Many traits of Marfan syndrome may be quite mild early in life and become more noticeable as your child grows. It’s not unusual for a child to be diagnosed in the teenage years.

Children with Marfan syndrome often have specific physical traits that may become more noticeable as a child grows. These traits can include:

  • long arms, legs, fingers and toes
  • long, narrow face
  • flexible joints
  • short torso
  • a spine that curves to one side (scoliosis)
  • a chest that sinks in or out (pectus excavatum or pectus carinatum)
  • eye problems, like nearsightedness or a dislocated lens
  • overly crowded teeth
  • flat feet
  • unexplained stretch marks on the skin

Not everyone who has these traits has Marfan syndrome. If you’re concerned that your child may have Marfan syndrome, it’s important to see a doctor who’s experienced in diagnosing genetic disorders.

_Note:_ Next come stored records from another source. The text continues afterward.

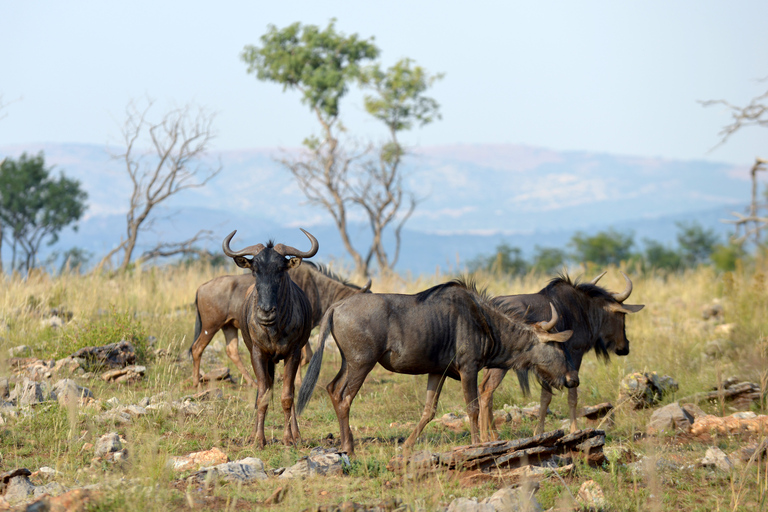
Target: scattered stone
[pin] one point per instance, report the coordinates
(591, 496)
(20, 351)
(508, 499)
(246, 470)
(29, 392)
(708, 424)
(196, 460)
(114, 355)
(108, 443)
(18, 489)
(646, 389)
(669, 418)
(716, 458)
(67, 391)
(128, 374)
(320, 461)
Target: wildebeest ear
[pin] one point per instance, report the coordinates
(625, 308)
(242, 262)
(559, 337)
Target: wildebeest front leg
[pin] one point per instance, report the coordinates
(434, 386)
(230, 333)
(469, 385)
(546, 398)
(265, 372)
(291, 433)
(491, 380)
(573, 402)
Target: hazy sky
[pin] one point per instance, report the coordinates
(616, 77)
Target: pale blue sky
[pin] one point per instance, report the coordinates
(616, 77)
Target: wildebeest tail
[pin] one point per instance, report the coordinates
(198, 325)
(313, 370)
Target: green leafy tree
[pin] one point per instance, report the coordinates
(333, 172)
(696, 243)
(549, 260)
(604, 248)
(506, 260)
(35, 205)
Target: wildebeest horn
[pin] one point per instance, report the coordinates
(248, 251)
(548, 325)
(595, 280)
(287, 250)
(621, 297)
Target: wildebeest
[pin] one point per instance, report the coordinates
(597, 319)
(276, 320)
(449, 330)
(218, 303)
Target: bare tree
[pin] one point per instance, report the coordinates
(178, 143)
(755, 113)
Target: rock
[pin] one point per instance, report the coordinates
(195, 460)
(246, 470)
(670, 417)
(108, 443)
(320, 461)
(18, 489)
(128, 374)
(716, 458)
(114, 355)
(29, 392)
(20, 351)
(646, 389)
(591, 496)
(708, 424)
(67, 391)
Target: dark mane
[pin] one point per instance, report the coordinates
(566, 311)
(324, 270)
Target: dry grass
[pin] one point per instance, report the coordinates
(668, 336)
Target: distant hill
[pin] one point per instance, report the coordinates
(472, 197)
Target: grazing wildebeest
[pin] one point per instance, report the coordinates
(596, 318)
(276, 320)
(449, 330)
(218, 303)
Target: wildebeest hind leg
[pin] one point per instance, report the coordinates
(573, 402)
(291, 433)
(230, 333)
(434, 386)
(546, 398)
(491, 380)
(469, 385)
(343, 389)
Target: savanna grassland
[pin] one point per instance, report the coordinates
(669, 336)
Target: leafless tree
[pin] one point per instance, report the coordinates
(178, 144)
(749, 226)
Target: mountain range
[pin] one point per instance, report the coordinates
(471, 198)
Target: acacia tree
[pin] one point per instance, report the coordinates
(36, 206)
(175, 161)
(755, 113)
(334, 172)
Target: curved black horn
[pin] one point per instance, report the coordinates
(596, 279)
(248, 251)
(549, 325)
(621, 297)
(287, 250)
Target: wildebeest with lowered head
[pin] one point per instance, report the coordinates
(449, 330)
(597, 319)
(276, 320)
(218, 303)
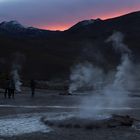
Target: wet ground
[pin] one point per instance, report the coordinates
(20, 118)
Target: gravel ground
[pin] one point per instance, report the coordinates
(24, 104)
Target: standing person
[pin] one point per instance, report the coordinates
(12, 89)
(32, 85)
(6, 86)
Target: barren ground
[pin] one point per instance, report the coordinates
(46, 103)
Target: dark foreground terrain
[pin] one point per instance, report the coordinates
(20, 118)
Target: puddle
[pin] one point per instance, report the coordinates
(21, 124)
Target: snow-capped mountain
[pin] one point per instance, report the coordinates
(85, 23)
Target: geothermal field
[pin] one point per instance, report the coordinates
(96, 105)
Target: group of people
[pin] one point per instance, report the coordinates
(10, 88)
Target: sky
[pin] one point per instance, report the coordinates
(62, 14)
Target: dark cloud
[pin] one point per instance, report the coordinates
(53, 12)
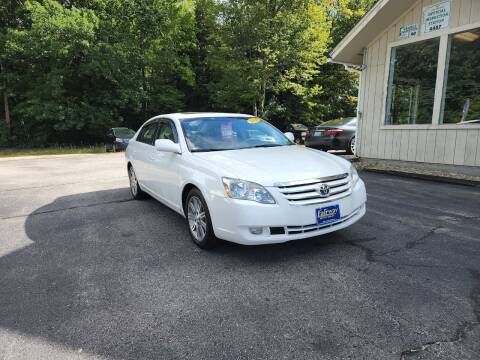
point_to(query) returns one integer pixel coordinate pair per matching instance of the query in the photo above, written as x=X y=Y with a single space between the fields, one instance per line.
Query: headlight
x=354 y=175
x=246 y=190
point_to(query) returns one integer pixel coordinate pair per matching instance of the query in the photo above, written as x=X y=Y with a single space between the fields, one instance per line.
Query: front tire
x=135 y=190
x=199 y=221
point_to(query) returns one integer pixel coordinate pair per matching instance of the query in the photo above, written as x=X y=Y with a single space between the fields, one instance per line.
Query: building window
x=461 y=90
x=411 y=83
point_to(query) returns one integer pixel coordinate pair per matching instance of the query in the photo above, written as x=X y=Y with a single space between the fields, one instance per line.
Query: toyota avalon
x=236 y=177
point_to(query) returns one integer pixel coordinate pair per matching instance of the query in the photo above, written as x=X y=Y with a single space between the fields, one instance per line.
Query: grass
x=54 y=150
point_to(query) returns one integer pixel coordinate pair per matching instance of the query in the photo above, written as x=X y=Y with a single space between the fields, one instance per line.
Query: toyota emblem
x=324 y=190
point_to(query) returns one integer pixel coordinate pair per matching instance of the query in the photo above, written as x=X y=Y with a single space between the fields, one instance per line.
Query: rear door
x=143 y=153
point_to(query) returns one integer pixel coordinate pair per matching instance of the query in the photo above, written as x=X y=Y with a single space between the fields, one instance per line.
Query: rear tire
x=198 y=220
x=351 y=146
x=135 y=190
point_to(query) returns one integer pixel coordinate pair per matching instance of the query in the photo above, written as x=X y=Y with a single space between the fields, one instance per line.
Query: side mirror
x=290 y=136
x=166 y=145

What are the causes of Marfan syndrome?

The syndrome is caused by a defect in a gene known as FBN1, which controls the structure of fibrillin-1, a protein that’s an important part of the connective tissue in the body.

About 75 percent of children with Marfan syndrome have inherited the condition from a parent. In the other 25 percent of children, the gene mutates spontaneously for no apparent reason.